A new poll was just released for the Arkansas Senate race, the results of which give challenger Rep. Tom Cotton (R) a discernible seven-point lead over incumbent Sen. Mark Pryor (D). According to The Polling Company, Inc./Woman Trend for the Citizens United Political Victory Fund (Dec. 6-7; 400 registered Arkansas voters) Rep. Cotton projects to a 48-41 percent advantage. In an early race that features both candidates already airing television ads, this poll is the first to give either man a significant lead beyond the margin of error.
The Arkansas Senate race so far is performing relative to the national swing. When the Democrats were soaring during the government shutdown, Pryor took the lead. Now that Republicans are rebounding nationally, Cotton has likewise come back to erase his previous deficit and move significantly past the incumbent.
The early polling and trends reflecting the wild national movement we’ve seen during the latter part of 2013 suggest that this race will be extremely volatile throughout the next year and maintains an uncertain conclusion.
Public Policy Polling’s latest Michigan study is producing conflicting signals. The survey (Dec. 5-8; 1,034 registered Michigan voters) shows Republican Terri Lynn Land taking a two-point 42-40 percent lead over Rep. Gary Peters (D-MI-14) in the open Senate race, which might suggest a statewide Republican upswing. This is the first poll giving Land an advantage, though others have shown the contest tied or within a tight margin of error.
Once again, yet another poll portends a close Wolverine State Senate race.
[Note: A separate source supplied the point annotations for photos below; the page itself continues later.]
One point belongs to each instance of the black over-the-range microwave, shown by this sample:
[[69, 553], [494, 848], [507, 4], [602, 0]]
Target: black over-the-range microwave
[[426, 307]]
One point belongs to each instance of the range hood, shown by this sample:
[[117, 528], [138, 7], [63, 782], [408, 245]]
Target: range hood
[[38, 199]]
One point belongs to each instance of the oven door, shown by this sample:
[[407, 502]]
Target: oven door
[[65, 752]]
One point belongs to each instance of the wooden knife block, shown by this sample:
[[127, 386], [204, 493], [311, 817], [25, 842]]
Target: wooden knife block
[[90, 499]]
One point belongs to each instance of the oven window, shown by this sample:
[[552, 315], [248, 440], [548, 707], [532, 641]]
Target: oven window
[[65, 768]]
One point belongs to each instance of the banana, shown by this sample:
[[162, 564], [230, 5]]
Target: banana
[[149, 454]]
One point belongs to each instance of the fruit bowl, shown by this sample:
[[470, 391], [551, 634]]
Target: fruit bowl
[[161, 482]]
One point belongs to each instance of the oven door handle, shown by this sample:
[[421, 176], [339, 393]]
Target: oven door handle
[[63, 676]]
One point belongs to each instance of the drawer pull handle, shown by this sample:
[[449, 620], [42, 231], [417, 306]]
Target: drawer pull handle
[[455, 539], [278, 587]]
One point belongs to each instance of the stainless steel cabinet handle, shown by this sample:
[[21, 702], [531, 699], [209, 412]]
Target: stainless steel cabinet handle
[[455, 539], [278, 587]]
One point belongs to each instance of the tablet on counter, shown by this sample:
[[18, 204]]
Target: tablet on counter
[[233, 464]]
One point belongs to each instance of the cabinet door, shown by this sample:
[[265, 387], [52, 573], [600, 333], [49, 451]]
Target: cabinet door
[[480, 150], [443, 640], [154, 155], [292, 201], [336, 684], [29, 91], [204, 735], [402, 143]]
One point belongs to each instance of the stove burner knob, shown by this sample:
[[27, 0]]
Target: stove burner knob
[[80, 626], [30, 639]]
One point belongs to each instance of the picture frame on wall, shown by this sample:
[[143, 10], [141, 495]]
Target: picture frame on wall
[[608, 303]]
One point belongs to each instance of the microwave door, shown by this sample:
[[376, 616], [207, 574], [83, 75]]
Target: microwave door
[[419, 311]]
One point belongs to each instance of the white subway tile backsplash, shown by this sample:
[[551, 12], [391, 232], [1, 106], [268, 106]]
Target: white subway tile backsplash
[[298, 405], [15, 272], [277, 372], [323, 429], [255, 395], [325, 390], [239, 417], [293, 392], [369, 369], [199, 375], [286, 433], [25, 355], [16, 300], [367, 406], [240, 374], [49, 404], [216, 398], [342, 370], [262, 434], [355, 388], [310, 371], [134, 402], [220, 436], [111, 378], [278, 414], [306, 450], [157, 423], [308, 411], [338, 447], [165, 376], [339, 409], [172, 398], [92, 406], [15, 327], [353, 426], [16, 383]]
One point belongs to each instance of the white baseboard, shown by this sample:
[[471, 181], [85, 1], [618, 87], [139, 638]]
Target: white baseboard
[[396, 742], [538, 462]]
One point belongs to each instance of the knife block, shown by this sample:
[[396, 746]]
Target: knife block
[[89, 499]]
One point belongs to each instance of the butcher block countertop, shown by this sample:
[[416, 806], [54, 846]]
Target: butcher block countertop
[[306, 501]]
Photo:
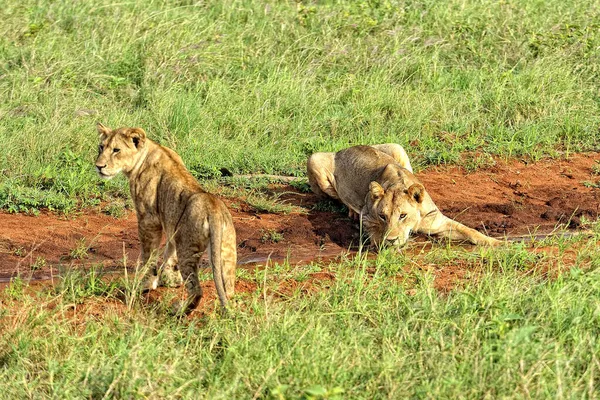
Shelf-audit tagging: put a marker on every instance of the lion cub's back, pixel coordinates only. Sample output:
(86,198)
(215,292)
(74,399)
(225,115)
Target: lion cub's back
(355,168)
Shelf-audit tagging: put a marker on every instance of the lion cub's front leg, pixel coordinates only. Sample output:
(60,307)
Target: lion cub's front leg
(442,226)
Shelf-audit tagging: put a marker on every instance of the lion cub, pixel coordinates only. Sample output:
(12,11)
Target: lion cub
(376,182)
(169,200)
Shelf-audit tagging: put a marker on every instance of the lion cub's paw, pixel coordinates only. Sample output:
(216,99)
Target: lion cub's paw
(150,282)
(170,278)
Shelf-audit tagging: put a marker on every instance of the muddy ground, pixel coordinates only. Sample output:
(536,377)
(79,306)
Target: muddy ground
(510,198)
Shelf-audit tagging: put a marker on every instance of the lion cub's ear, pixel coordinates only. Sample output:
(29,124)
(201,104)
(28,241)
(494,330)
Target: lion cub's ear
(417,192)
(138,136)
(102,130)
(376,191)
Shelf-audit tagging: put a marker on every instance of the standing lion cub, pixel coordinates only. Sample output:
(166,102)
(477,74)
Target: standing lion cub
(169,200)
(376,182)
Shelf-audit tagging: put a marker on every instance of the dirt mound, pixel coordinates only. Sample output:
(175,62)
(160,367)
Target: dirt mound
(507,199)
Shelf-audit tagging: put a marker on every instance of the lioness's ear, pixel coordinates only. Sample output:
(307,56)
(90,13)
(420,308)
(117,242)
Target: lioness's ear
(138,136)
(417,192)
(376,191)
(102,130)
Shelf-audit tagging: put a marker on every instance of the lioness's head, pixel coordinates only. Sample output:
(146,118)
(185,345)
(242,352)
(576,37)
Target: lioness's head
(391,214)
(118,150)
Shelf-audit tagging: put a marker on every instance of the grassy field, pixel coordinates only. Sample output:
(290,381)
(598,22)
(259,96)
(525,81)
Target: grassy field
(257,86)
(379,329)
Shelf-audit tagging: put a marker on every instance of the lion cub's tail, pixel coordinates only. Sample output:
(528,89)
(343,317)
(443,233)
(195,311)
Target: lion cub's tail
(223,255)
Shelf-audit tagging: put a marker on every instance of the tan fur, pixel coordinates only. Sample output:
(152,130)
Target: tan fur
(376,182)
(169,200)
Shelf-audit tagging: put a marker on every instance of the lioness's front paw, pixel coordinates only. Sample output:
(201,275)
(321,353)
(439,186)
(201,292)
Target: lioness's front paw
(150,282)
(170,278)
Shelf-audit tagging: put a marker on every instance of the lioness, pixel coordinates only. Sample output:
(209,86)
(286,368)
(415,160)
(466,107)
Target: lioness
(168,199)
(376,182)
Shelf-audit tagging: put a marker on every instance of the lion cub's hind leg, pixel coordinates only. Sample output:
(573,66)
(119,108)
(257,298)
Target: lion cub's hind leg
(397,152)
(189,259)
(150,235)
(319,169)
(229,257)
(169,275)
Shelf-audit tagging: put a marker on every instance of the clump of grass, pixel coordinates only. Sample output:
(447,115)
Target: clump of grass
(271,204)
(320,77)
(341,339)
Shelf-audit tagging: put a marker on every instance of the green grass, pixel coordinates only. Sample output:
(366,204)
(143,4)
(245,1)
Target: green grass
(378,330)
(255,87)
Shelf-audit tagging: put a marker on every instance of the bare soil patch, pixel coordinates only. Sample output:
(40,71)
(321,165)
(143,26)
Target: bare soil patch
(510,198)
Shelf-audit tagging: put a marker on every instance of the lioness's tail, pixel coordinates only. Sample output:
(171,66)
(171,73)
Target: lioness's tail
(223,254)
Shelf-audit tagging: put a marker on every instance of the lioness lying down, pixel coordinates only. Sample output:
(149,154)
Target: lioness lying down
(376,182)
(168,199)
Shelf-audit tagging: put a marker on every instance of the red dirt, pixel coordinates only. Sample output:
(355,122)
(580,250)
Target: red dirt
(507,199)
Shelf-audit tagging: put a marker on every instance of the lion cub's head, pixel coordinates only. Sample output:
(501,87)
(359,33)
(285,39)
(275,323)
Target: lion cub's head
(118,150)
(391,214)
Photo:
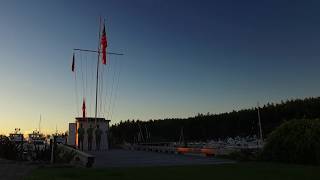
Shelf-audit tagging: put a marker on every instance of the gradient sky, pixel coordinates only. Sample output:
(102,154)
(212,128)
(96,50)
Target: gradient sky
(181,57)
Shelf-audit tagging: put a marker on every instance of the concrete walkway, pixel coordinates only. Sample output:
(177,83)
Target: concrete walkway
(127,158)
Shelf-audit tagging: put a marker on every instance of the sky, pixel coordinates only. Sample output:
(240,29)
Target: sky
(181,57)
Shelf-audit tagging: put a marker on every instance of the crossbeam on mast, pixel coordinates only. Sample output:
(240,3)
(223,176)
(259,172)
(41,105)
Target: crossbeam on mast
(95,51)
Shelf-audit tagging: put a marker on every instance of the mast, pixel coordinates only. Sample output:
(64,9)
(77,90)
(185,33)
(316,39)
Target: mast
(40,124)
(98,61)
(259,122)
(97,80)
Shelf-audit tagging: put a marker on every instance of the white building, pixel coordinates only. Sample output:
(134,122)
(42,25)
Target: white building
(86,122)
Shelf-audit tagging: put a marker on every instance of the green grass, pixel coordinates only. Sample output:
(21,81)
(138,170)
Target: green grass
(239,171)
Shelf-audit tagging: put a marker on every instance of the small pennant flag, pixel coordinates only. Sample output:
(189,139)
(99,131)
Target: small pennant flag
(72,66)
(104,45)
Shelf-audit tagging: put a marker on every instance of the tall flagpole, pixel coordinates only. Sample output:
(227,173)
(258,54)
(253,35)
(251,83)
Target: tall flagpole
(97,80)
(260,127)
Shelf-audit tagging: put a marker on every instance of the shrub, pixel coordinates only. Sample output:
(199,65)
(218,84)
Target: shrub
(295,141)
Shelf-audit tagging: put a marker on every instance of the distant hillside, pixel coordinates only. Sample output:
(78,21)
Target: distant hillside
(212,126)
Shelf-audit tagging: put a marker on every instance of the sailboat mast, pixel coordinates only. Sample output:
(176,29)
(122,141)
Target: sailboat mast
(97,80)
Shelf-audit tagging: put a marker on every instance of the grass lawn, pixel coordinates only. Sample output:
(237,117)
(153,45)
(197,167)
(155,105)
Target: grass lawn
(239,171)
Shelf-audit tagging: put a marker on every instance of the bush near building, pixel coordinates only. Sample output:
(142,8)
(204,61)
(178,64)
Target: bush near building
(295,141)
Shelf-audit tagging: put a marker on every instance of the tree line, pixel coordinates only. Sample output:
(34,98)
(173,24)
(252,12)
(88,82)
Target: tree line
(214,126)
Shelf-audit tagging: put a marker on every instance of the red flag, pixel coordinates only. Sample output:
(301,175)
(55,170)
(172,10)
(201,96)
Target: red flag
(84,108)
(104,44)
(72,67)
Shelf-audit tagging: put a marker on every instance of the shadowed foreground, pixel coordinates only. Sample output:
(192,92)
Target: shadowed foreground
(239,171)
(12,170)
(126,158)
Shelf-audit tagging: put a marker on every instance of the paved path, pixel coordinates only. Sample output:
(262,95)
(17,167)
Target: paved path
(12,170)
(126,158)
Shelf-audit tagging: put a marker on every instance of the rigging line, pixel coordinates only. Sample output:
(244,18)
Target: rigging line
(117,89)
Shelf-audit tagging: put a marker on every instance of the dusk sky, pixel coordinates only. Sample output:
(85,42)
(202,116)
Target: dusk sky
(181,57)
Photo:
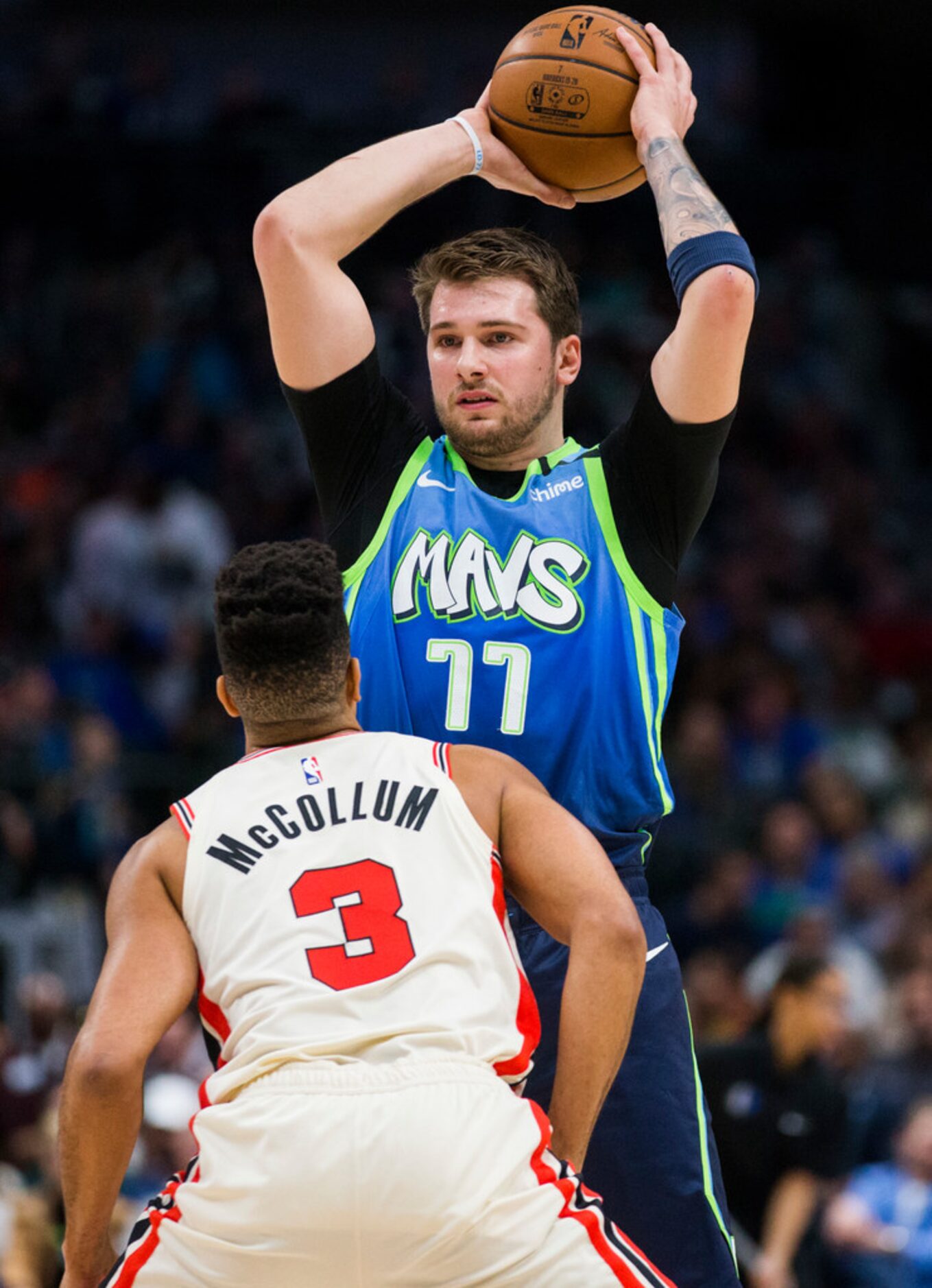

Though most national political analysts forecast a comfortable Peters victory, the survey research continues to tell a different story.
But the Democrats receive encouragement from the governor’s race data. There, incumbent Republican Rick Snyder records only a 44-40 percent advantage over former Rep. Mark Schauer (D-MI-7), the consensus Democratic candidate.
The two results seem to conflict. With Land on the upswing in the Senate race, it would seem likely that Gov. Snyder would be expanding his edge over Schauer, rather experiencing a decline. This tells us that the sampling universe is responding to the individual candidates as opposed to the political parties they represent.
As in the Arkansas race, these Michigan campaigns are far from being decided.
Clark Wins in Massachusetts
As predicted, Massachusetts state Sen. Katherine Clark (D) easily won the 5th Congressional District special election last night for the right to succeed Sen. Ed Markey (D) in his vacated House seat. The senator held the congressional seat for 36-plus years prior to his winning the special statewide election earlier this year.
In the Boston suburban seat that lies to the north and west of the city, and includes the communities of Revere, Medford, Malden, Cambridge, and Framingham, Clark took 66 percent of the vote compared to Republican Frank Addivinola’s 32 percent. The total turnout was just over 60,000 individuals, low for a special general election but not a surprising number considering that the race wasn’t competitive.
Clark will be sworn into the House after the state certifies the result. She will stand for a full term in the regular 2014 election. Next Tuesday, the AL-1 special election is scheduled and voters will almost assuredly elect Republican Bradley Byrne. Concluding these two special elections will mean the House vacancy total will be down to only the late Rep. Bill Young’s (R) FL-13 seat.